At the time of his appointment, Parolin was nuncio to Venezuela – a particularly difficult assignment, but prior to that he had worked in the Second Section of the Secretariat of State – the one for relations with States, from 1992 to 2009, under both John Paul II and Benedict XVI. He served as under-Secretary for Relations with States (a rank equivalent to that of deputy-Foreign Minister) from 2002-2009, and in that role was a key point of point of reference for the diplomatic corps, to whom he made himself totally available.
He joined the Holy See’s diplomatic corps in 1986, at the age of 31, and since then has served in missions in Nigeria (1986-89), Mexico (1989-92) and Venezuela (2009-2013).

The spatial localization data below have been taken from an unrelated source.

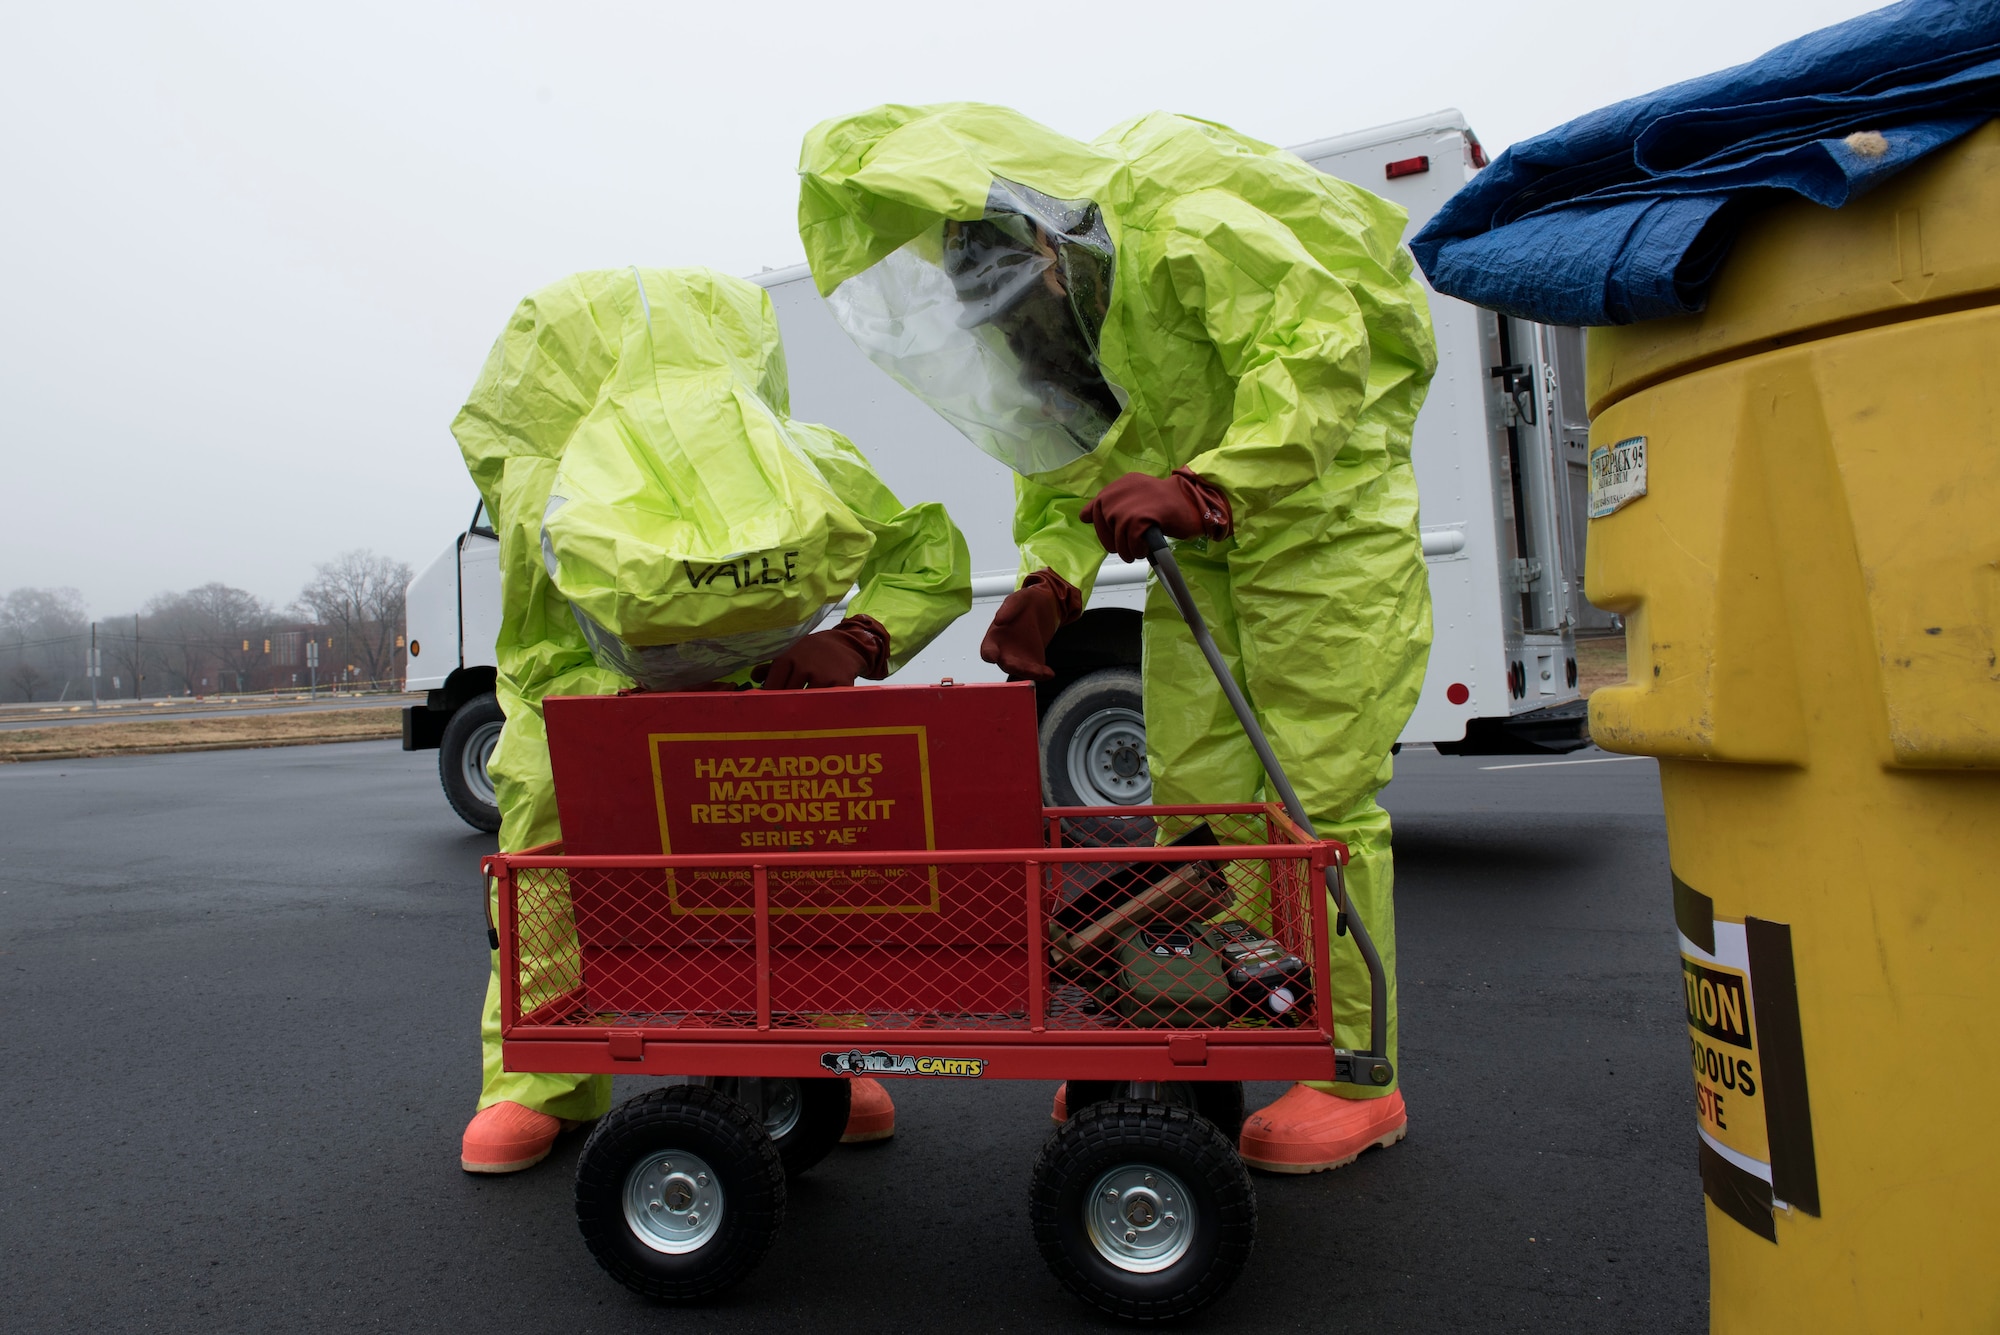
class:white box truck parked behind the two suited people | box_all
[404,110,1608,829]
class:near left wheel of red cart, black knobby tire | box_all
[576,1085,784,1301]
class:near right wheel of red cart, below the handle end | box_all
[1028,1099,1256,1321]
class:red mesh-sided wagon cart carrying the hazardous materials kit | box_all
[484,540,1392,1319]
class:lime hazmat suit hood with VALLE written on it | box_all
[468,270,872,689]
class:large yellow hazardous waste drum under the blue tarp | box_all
[1586,122,2000,1331]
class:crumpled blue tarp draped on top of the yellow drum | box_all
[1410,0,2000,324]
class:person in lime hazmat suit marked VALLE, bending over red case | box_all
[452,270,972,1173]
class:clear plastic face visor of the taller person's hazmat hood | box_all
[826,180,1126,474]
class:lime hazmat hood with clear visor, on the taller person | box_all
[800,104,1126,474]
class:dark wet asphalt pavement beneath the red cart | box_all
[0,741,1708,1335]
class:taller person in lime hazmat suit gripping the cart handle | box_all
[798,104,1436,1173]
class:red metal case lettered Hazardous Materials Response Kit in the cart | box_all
[544,683,1042,1013]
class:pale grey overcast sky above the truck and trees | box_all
[0,0,1874,616]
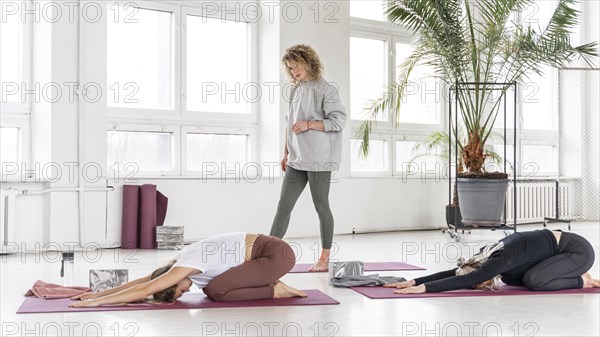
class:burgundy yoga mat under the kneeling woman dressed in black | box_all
[352,285,600,299]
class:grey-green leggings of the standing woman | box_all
[270,166,333,249]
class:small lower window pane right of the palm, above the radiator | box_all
[521,145,558,176]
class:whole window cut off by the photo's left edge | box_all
[0,0,31,179]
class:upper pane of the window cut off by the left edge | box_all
[0,3,24,102]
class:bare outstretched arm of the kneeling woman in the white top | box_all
[69,267,195,307]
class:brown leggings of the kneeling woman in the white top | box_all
[202,235,296,302]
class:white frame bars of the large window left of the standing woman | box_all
[105,0,263,178]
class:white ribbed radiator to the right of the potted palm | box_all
[506,180,574,224]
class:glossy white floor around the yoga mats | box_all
[0,223,600,336]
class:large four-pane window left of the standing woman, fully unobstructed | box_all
[107,3,255,176]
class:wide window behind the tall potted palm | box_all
[350,0,558,178]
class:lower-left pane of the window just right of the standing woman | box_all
[351,139,389,172]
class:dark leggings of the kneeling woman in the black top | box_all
[523,232,595,291]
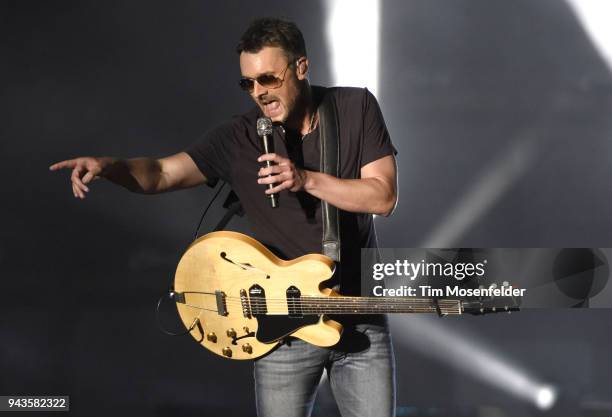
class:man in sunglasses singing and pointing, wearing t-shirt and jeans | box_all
[50,18,397,417]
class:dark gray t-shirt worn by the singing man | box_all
[187,87,396,294]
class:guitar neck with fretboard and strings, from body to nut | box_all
[287,296,462,315]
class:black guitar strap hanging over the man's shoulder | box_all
[318,91,340,262]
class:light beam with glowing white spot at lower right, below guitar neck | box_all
[390,315,557,410]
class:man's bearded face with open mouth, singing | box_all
[240,46,307,123]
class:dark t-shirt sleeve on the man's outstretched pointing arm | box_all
[185,119,235,187]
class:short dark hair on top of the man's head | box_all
[236,17,306,63]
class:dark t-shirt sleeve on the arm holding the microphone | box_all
[361,89,397,167]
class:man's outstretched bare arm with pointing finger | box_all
[49,152,206,198]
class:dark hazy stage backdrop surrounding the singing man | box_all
[0,0,612,416]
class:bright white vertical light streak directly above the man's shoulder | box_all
[323,0,380,96]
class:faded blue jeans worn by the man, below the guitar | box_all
[255,324,395,417]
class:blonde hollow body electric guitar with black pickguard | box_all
[172,231,517,359]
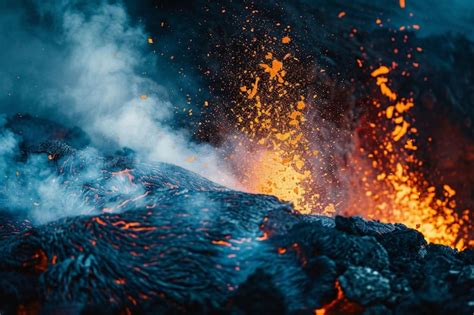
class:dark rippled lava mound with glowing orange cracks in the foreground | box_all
[0,115,474,314]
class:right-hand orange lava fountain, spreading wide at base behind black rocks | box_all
[347,66,472,249]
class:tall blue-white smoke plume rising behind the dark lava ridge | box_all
[0,1,237,185]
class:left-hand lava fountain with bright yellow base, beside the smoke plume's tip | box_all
[231,47,317,213]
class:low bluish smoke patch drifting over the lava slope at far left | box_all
[0,116,154,223]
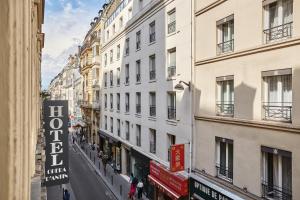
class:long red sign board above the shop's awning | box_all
[150,161,188,196]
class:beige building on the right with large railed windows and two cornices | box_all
[190,0,300,199]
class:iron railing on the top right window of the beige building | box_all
[263,22,293,43]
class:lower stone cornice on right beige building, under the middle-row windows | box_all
[195,116,300,134]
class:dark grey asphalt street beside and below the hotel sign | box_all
[47,138,116,200]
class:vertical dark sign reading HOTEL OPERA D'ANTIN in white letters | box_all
[43,100,69,186]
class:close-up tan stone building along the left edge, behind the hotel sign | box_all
[0,0,44,200]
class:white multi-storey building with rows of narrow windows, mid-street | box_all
[99,0,192,199]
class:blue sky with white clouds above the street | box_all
[42,0,105,89]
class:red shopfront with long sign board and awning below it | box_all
[148,160,188,200]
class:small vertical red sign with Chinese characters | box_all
[170,144,184,172]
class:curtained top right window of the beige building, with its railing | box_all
[264,0,293,43]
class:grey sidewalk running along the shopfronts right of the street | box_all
[75,139,147,200]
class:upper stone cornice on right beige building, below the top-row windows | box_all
[195,37,300,66]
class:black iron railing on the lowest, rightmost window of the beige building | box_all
[262,181,292,200]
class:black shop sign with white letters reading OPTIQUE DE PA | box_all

During his seven years service as under-Secretary for Relations with States, Parolin was the Holy See’s chief negotiator with China, Israel, and Vietnam, and headed its delegations at the Nuclear Non-Proliferation Treaty meetings.
Building on the progress made by his predecessor, Mgr. Claudio Mari Celli, he engaged in successful negotiations with Vietnam that led to the historic visit of Prime Minister Nguyen Tan Dung to Pope Benedict in January 2007. That visit opened the path to further positive development in relations between the two sides – under his successor, Mgr Ettore Balestrero, which have resulted in the agreement to have a special non-resident representative of the Pope to that country, with the establishment of diplomatic relations as the stated final goal.
In those seven years too, Monsignor Parolin worked hard to improve relations between the Holy See and the People’s Republic of China and from 2007 to 2009 he was the Vatican’s chief negotiator in sensitive talks with Beijing aimed at reaching an accord on the crucial issue of the appointment of bishops in that country, with a view to gaining greater religious freedom for the Church, and the eventual establishment of diplomatic relations. Those talks were said to be making considerable progress but ground to a halt in the years soon after his reassignment as nuncio to Venezuela.
In those years too, Parolin was the Holy See’s chief negotiator with Israel and its neighboring states, and many in the diplomatic corps credited him with making a vital contribution to the success of Pope Benedict’s trip to the Holy Land in May 2009. Earlier, he had participated in the Middle East Peace Conference at Annapolis, Maryland, November 2007.
When he left Rome for Venezuela in 2009, after being ordained bishop by Pope Benedict XVI, many then predicted that Parolin could return one day to a position of higher responsibility in the Vatican, perhaps as Secretary of State. Thanks to Pope Francis this has now become a reality, and sooner than most people had expected. He will take up his new post on October 15.